Thursday, 12 February 2015 00:00

Common Ground: U.S. and NATO Engagement with Russia in the Cyber Domain

Written by  Geoff Van Epps
Significant changes in the global strategic landscape over the past two decades include the fall of the Iron Curtain and the dissolution of the Soviet Union, accelerated globalization, increasing reliance on digital information technologies in all aspects of life, the rise of China and India, global financial crises, the political revolutions of the Arab Spring, and the emergence of violent Islamist extremism as a key feature of the geopolitical landscape. Yet at the same time, many of the key dynamics of the international arena remain unchanged from twenty years ago, including the volatility and instability of the Middle East, the lack of development in most of Africa, the ever-increasing integration of the global economy, and the preeminence of the United States as an actor in global affairs, with other states, such as the United Kingdom, Germany, and Russia also playing key roles.

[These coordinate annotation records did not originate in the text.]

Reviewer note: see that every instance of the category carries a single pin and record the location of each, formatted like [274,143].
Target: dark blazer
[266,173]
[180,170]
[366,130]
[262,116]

Among all that has changed and all that remains the same, new issues have emerged, few of which merit consideration in isolation. Rather, the complex and interconnected nature of today’s international system demands analysis that accounts for the relationships between actors and issues and considers the multiplicity of effects that their interaction unavoidably creates. Two key features of the current strategic environment—the two that are the focus of this article—are the indispensability of information technology in all aspects of modern life and the continued significance of Russia as an actor on the global stage. Driven by the growing dependence of modern society on digital technology and the vulnerability of digital systems to cyber threats, cybersecurity has emerged as a critical national security issue, spawning a growth industry that researches solutions to the technical, legal, and policy challenges of the day.